If you are someone who programs in C or C++, without the managed-language benefits of memory management, type checking or buffer overrun protection, using pointer arithmetic, how do you make sure that your programs are safe? Do you use a lot of unit tests, or are you just a cautious coder? Do you have other methods?
All of the above. I use:
- A lot of caution
- Smart Pointers as much as possible
- Data structures which have been tested, a lot of STL
- Unit tests all the time
- Memory validation tools like MemValidator and AppVerifier
- Pray every night it doesn't crash on customer site.
Actually, I am just exaggerating. Its not too bad and its actually not too hard to keep control of resources if you structure your code properly.

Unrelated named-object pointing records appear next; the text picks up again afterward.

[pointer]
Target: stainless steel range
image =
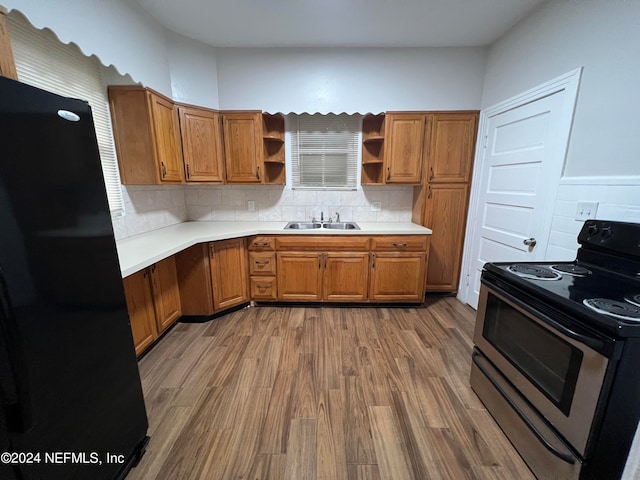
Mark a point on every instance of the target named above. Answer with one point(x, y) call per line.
point(557, 355)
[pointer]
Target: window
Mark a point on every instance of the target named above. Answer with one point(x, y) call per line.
point(44, 62)
point(324, 151)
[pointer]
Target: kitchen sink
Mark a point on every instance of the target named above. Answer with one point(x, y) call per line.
point(302, 225)
point(341, 226)
point(314, 225)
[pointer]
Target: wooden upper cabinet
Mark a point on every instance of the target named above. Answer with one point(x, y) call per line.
point(243, 146)
point(404, 142)
point(147, 136)
point(445, 213)
point(202, 148)
point(451, 146)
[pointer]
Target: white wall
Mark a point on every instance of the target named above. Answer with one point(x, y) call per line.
point(603, 158)
point(115, 31)
point(194, 72)
point(604, 38)
point(350, 80)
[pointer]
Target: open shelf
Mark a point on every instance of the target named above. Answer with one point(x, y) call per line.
point(373, 150)
point(273, 148)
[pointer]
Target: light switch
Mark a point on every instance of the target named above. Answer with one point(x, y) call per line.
point(586, 210)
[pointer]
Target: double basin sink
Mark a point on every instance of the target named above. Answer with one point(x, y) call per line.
point(329, 225)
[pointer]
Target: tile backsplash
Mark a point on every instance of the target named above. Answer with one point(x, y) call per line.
point(276, 203)
point(152, 207)
point(149, 208)
point(618, 199)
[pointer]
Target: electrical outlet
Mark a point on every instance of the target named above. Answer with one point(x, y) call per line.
point(586, 210)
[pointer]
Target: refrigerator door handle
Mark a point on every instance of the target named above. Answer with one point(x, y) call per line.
point(14, 383)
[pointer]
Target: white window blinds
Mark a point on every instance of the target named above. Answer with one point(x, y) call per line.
point(324, 151)
point(45, 62)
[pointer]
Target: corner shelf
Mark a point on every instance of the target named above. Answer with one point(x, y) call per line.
point(273, 148)
point(373, 149)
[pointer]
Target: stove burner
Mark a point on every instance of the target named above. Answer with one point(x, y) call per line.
point(622, 310)
point(571, 269)
point(634, 299)
point(535, 272)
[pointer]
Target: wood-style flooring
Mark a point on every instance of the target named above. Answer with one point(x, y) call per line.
point(321, 393)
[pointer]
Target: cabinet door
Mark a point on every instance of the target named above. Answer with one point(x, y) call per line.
point(404, 139)
point(397, 277)
point(137, 289)
point(346, 277)
point(243, 147)
point(299, 276)
point(451, 148)
point(167, 139)
point(445, 214)
point(201, 145)
point(194, 280)
point(229, 273)
point(166, 295)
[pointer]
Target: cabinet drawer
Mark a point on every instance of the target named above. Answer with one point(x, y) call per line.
point(323, 243)
point(262, 263)
point(264, 288)
point(400, 243)
point(259, 243)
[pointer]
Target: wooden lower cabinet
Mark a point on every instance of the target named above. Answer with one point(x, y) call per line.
point(299, 276)
point(318, 276)
point(137, 289)
point(153, 301)
point(213, 276)
point(346, 277)
point(397, 277)
point(229, 273)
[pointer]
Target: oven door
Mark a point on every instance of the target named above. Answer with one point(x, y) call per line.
point(558, 369)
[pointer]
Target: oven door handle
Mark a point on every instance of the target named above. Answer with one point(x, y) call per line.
point(545, 443)
point(594, 343)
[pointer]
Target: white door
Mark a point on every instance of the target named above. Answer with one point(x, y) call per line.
point(521, 164)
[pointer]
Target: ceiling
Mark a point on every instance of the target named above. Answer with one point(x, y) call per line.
point(340, 23)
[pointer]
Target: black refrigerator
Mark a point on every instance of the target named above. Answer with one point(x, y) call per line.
point(71, 398)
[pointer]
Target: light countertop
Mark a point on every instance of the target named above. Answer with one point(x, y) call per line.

Interesting note. I have a large application which uses DCOM and has managed and unmanaged modules. The unmanaged modules generally are harder to debug during development, but perform very well at the customer site because of the many tests run on it. The managed modules sometimes suffer from bad code because the garbage collector is so flexible, programmers get lazy in checking resource usage.
Just as relevant - how do you ensure your files and sockets are closed, your locks released, yada yada. Memory is not the only resource, and with GC, you inherently lose reliable/timely destruction.
Neither GC nor non-GC is automatically superior. Each has benefits, each has its price, and a good programmer should be able to cope with both.
I said as much in an answer to this question.
C++ has all the features you mention.
There is memory management. You can use Smart Pointers for very precise control. Or there are a couple of Garbage collectors available though they are not part of the standard (but it most situations Smart Pointers are more than adequate).
C++ is a strongly typed language. Just like C#.
We are using buffers. You can opt to use bounds checked version of the interface. But if you know that there is not a problem then you are free to use the unchecked version of the interface.
Compare method at() (checked) to operator[] (Unchecked).
Yes we use Unit Testing. Just like you should be using in C#.
Yes we are cautious coders. Just like you should be in C#. The only difference is the pitfalls are different in the two languages.
I use lots and lots of asserts, and build both a "debug" version and a "release" version. My debug version runs much much slower than my release version, with all the checks it does.
I run frequently under Valgrind, and my code has zero memory leaks. Zero. It is a lot easier to keep a program leak-free than it is to take a buggy program and fix all the leaks.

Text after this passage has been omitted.